Ulrich Ruegg Ellis was a pioneering member of the Canberra Press Gallery and a government stirrer who stretched the limits of public servants’ freedom to criticise ministers and their government.
His case came to mind as I considered the latest Australian Public Service Commission guide “Making Public Comment on Social Media”.
In April 1945 Ellis, who by then was working as deputy-director of public relations in the Department of Post-war Reconstruction, wrote an acerbic letter to the Canberra Times.
It began: “Sir,—When a Minister of the Crown issues decisions with the carefree abandon of a child of three and laughs with contempt in the face of the common principles of administrative justice, it is time not only to protest but to remove him from an office which he is no longer fit to hold.”

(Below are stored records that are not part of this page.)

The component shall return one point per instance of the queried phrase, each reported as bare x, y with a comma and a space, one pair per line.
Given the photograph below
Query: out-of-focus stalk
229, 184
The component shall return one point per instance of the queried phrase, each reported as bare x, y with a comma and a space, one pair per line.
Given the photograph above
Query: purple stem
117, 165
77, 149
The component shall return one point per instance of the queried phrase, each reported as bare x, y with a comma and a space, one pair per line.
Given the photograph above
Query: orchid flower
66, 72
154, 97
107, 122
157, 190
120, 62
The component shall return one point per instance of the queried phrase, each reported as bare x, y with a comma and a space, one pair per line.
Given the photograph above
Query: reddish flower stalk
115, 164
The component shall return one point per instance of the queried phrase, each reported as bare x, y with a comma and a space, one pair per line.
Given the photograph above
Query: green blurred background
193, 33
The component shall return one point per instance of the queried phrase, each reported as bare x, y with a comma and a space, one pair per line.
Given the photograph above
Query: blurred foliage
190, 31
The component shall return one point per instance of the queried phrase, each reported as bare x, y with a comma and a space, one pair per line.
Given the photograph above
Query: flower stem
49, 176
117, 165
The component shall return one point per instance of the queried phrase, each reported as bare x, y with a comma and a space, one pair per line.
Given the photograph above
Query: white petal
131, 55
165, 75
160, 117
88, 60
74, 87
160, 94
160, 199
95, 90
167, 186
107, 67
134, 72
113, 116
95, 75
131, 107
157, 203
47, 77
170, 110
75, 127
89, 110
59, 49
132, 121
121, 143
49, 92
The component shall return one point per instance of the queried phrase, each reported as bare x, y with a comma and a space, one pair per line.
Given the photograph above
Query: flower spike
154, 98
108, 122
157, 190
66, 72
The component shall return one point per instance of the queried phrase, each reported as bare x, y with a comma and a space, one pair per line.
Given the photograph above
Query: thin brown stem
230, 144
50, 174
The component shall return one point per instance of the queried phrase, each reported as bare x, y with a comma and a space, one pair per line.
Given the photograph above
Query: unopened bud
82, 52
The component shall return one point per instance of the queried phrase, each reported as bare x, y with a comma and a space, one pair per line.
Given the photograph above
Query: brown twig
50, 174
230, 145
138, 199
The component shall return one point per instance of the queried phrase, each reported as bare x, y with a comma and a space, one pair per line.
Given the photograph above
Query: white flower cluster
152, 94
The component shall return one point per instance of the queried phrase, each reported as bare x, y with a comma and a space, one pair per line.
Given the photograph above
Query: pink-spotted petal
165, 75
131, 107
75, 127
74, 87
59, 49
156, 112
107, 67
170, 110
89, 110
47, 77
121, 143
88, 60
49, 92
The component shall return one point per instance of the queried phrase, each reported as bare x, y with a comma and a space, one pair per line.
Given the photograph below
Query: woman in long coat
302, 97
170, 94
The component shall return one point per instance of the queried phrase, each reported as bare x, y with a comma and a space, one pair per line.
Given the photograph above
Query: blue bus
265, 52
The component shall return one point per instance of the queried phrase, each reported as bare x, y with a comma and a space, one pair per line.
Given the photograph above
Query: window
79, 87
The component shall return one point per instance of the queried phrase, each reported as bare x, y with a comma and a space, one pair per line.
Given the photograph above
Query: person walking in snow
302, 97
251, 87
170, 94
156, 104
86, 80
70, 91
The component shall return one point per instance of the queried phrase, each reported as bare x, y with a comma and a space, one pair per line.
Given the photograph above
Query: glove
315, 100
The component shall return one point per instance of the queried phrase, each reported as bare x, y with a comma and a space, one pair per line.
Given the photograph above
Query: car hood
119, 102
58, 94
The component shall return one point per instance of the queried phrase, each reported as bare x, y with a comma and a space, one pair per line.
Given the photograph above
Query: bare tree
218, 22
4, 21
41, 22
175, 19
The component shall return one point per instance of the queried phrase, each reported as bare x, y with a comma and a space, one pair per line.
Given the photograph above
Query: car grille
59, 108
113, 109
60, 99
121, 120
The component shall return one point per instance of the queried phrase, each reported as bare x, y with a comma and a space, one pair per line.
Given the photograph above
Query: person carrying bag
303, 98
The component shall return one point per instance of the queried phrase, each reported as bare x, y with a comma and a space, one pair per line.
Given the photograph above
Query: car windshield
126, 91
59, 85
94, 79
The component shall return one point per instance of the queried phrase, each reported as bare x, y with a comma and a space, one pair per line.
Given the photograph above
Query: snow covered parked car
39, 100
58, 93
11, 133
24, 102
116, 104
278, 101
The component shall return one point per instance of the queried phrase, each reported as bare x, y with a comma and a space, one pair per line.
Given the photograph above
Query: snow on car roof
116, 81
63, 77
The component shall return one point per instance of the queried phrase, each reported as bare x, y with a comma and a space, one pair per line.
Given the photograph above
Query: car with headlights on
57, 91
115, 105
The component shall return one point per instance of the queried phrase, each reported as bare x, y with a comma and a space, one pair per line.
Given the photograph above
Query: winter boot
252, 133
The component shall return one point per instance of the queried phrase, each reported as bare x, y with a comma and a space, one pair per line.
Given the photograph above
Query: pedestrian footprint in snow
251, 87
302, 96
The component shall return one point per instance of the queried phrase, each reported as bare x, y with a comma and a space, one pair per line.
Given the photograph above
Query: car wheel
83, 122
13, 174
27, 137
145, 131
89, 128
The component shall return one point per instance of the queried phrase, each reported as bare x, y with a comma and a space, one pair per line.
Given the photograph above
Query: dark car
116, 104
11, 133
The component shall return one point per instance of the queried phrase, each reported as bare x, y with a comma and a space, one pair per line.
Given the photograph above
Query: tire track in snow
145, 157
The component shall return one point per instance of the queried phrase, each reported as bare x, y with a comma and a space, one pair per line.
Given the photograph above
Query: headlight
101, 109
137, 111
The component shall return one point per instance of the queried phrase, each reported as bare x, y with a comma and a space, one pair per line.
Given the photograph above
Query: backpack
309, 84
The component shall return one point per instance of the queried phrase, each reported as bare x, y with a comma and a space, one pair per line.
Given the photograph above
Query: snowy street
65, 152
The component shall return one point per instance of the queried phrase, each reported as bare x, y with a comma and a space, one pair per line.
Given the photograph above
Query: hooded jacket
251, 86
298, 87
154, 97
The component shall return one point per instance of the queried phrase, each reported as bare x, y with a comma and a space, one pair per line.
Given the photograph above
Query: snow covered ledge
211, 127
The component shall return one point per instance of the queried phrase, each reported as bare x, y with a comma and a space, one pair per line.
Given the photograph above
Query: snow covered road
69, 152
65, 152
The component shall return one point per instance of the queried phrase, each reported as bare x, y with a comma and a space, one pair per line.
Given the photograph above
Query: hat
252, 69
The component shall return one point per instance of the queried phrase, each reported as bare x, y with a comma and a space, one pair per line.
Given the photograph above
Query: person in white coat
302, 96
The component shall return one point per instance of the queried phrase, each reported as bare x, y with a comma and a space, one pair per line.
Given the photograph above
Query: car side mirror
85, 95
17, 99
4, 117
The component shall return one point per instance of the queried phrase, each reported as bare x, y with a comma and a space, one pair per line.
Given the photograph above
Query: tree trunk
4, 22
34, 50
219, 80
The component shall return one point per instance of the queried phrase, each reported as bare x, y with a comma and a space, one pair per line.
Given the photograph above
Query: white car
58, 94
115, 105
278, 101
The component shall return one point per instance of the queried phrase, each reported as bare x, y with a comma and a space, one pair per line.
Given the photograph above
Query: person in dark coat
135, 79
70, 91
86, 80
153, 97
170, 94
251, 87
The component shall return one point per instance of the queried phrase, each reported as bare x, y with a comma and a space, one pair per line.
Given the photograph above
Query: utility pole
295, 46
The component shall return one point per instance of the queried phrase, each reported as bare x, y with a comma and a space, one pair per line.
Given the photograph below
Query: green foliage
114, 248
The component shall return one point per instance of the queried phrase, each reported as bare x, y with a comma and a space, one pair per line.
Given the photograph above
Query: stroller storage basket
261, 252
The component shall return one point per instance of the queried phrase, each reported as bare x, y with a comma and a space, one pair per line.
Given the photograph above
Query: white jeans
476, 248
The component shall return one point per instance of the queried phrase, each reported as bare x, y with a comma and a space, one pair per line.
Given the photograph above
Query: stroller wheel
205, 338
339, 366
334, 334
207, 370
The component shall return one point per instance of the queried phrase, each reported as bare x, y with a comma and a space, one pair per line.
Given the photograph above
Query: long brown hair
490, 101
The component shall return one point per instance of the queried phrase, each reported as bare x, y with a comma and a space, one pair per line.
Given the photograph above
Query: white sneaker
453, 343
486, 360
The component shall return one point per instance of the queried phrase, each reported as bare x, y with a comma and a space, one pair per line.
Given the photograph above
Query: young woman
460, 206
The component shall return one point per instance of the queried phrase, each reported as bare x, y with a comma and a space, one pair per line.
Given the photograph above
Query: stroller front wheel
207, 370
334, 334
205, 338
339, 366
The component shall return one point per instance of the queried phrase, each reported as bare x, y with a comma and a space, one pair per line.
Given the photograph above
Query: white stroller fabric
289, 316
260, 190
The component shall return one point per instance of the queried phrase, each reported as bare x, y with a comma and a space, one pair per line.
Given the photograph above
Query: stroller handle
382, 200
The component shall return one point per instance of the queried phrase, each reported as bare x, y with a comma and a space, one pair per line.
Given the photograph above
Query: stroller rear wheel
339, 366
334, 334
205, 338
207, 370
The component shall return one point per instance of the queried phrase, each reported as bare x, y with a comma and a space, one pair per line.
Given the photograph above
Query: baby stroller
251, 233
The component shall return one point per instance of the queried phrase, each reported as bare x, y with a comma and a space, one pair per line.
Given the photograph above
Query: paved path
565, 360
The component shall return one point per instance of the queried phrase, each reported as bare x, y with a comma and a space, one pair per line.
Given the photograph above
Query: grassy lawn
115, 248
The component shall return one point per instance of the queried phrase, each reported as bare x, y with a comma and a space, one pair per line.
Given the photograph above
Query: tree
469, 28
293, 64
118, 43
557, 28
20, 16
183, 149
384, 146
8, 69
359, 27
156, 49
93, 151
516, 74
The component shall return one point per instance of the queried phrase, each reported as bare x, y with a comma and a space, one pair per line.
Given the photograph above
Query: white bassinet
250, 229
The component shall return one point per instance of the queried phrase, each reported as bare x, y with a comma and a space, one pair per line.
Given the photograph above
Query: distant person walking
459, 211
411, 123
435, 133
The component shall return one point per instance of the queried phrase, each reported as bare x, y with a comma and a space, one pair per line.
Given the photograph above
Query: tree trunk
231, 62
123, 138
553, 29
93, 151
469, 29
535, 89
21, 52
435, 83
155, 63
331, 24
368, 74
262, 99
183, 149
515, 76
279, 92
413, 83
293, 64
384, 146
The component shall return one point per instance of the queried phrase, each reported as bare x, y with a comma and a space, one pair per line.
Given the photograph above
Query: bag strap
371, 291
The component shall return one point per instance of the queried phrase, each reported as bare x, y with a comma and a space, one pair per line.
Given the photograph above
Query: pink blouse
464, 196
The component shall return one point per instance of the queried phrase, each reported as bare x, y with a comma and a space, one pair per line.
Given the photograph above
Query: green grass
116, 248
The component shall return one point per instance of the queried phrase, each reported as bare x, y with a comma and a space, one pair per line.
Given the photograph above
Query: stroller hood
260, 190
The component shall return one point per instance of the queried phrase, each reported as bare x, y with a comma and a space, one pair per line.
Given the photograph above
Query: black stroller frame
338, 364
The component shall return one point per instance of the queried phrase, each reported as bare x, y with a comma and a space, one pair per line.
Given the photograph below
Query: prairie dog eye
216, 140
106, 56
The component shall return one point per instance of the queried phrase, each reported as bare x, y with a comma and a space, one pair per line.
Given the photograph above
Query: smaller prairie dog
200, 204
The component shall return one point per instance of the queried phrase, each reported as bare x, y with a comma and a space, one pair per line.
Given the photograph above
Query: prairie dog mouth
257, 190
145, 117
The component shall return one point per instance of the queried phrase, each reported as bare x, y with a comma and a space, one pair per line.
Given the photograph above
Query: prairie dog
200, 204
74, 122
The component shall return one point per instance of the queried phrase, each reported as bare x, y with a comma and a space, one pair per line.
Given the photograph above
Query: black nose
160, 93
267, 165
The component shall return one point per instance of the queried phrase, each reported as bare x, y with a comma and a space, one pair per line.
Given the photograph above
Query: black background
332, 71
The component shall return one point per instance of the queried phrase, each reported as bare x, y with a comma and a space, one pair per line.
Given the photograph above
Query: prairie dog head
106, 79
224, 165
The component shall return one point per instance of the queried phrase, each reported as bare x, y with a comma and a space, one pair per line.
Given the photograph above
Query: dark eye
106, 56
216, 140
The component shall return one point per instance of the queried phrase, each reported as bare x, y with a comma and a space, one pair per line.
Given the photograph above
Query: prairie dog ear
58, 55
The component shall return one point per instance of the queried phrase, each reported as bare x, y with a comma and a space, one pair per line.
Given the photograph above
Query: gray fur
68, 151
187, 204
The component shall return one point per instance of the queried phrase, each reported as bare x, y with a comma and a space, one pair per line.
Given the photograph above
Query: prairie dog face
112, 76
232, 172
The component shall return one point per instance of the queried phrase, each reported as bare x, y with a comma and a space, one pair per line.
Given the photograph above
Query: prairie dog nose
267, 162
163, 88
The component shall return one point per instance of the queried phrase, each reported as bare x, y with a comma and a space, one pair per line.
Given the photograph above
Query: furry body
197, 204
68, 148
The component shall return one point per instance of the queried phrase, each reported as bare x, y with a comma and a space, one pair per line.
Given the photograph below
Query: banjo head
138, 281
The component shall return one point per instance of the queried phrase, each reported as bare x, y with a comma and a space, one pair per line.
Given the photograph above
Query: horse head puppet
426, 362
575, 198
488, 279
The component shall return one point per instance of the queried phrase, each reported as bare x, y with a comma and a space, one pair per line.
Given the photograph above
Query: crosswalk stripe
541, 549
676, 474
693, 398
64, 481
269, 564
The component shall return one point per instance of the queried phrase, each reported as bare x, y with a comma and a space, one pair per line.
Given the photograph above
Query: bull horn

He concluded: “As the Minister has proved himself unfit to administer his Department, the time has come for the establishment of a publicly conducted Housing Priority Committee so that the work of allocating houses can be carried out in the broad light of day.”
He signed it Ulrich Ellis, Hotel Kingston, Canberra.
Given his unusual name there was no hiding his government employment.
Housing was extremely scarce in Canberra at the time and Ellis explained that upon his transfer to the ACT in the previous year he had sought to exchange his Melbourne home with a person who had been transferred from Canberra to Melbourne.